La casa degli artisti: arte e cibo si incontrano

di Sabrina Falanga –

Si chiama La Casa degli Artisti e, questo, è un nome completamente rappresentativo del posto che vuole rappresentare. O che, forse, inconsciamente nemmeno si rende conto di essere.

Parliamo di una location come se fosse, è vero, una persona. Ma un po’ lo è. Perché chiamarlo ristorante sarebbe riduttivo e lo sarebbe altresì definirlo galleria d’arte, seppur sia anche questo.

La Casa degli Artisti è un vero e proprio luogo dove sentirsi a casa. Ma non nel senso più letterale del termine: è uno di quei posti, s’intende, in cui si sente il desiderio di rifugiarsi quando la propria casa o il proprio piccolo mondo inizia a essere stretto.

Chi, infatti, non sente ogni tanto il bisogno di bellezza? La necessità di cura, di dettagli, di lentezza. Di arte, insomma.

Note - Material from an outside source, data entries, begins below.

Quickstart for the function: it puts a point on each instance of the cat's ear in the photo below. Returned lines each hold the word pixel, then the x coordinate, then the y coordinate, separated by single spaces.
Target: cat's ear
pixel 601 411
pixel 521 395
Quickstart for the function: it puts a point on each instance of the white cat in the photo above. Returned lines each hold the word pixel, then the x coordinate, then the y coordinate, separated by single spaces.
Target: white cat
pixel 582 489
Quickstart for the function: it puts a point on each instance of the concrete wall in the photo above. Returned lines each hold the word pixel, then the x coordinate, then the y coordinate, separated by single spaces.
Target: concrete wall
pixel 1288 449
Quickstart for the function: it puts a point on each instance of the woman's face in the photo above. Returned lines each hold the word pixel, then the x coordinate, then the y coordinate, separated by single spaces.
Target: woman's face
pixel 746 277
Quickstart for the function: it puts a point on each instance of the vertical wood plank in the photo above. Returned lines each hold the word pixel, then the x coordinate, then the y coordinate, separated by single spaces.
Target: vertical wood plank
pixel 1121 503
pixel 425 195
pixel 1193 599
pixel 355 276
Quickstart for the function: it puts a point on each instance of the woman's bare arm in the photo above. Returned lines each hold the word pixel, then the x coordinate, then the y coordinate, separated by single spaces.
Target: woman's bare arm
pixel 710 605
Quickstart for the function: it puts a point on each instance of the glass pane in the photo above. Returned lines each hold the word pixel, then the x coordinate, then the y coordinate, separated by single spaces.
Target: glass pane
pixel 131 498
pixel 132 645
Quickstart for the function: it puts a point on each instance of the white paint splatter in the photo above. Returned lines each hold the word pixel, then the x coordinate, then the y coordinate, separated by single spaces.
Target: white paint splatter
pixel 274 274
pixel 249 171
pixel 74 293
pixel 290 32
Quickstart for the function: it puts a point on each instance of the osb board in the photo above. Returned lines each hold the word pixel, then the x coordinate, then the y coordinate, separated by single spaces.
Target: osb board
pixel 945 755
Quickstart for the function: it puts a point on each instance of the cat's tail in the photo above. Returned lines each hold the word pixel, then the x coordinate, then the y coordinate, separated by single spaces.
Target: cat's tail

È tutto questo, La Casa degli Artisti. Gestito interamente da Enrica Pedretti, il locale si trova a Ghemme (provincia di Novara) e quello che offre ai suoi ospiti è una vera e propria esperienza sensoriale: coinvolti, infatti, sono certamente il gusto, l’olfatto, il tatto. Ma anche l’udito, la vista.

Basta entrare per intuire immediatamente che il posto in cui ci si trova è fuori dagli schemi, lontano da ogni ridondante convenzione a cui siamo abituati quando sentiamo parlare di ristorante: ad accoglierci, infatti, troviamo un’esposizione di pezzi d’arte che Enrica sceglie e sistema costantemente per dare, ogni volta, il migliore dei “benvenuto” ai suoi ospiti. La sapienza artistica della Pedretti è infatti subito tangibile, attraverso la cura e le decisioni studiate fin nei minimi dettagli riguardo i pezzi d’arte (per lo più moderna) che adornano l’ingresso. Il ristorante, posto al piano superiore, è anticipato da una scala dove, ça va sans dire, anche qui l’arte la fa da padrona: altre esposizioni artistiche, accompagnate da una sequela di specchi creativi, danno vita a un percorso che sembra immergerti fin dai primi passi.

Inutile dirlo: anche per la zona ristorante, divisa in due stanze, si tratta di veri e propri salottini dove cenare circondati da quadri d’autore e pezzi d’arte… in vendita. Sì, perché ogni cosa, a La Casa degli Artisti, è disponibile per un nuovo viaggio: quello che le porterà direttamente a casa degli ospiti che vogliono possederle. Quadri, oggetti… Ma anche tazzine e sedie. Perché a La Casa degli Artisti dimenticate di trovare sedie classiche e ordinarie, anche le sedute sono materie artistiche di cui potreste innamorarvi. E quando ci si innamora, si sa, non se ne può fare a meno. A La Casa degli Artisti il caffè sarà servito in tazzine dal sapore retrò, di quelle che avete sempre desiderato trovare, perché tanto vi ricordano le credenze della nonna, ma avete anche rinunciato a cercare. E dopo il caffè, un terrazzo colonnato, dalle mura storiche e impregnate di bellezza culturale, vi sorreggerà nelle vostre serate primaverili, quando l’aria inizia a profumare di caldi leggeri.

Ma, dicevamo, a La Casa degli Artisti tutto, ovviamente, è arte. Anche i piatti. Enrica, infatti, oltre all’esperienza culinaria degna di una chef, è attenta anche all’estetica delle ricette che serve ai suoi commensali: anche in questo caso, a costo di esser ripetitivi, si tratta di piatti non convenzionali, di ricette compiute dall’estro della Pedretti, capace di coniugare la sua creatività con l’equilibrata conoscenza di alimenti, cotture, condimenti e abbinamenti. Dall’antipasto al dolce, una mostra d’arte per le pupille e per le papille, da concludere nella biblioteca interna al ristorante (sì, c’è anche questa).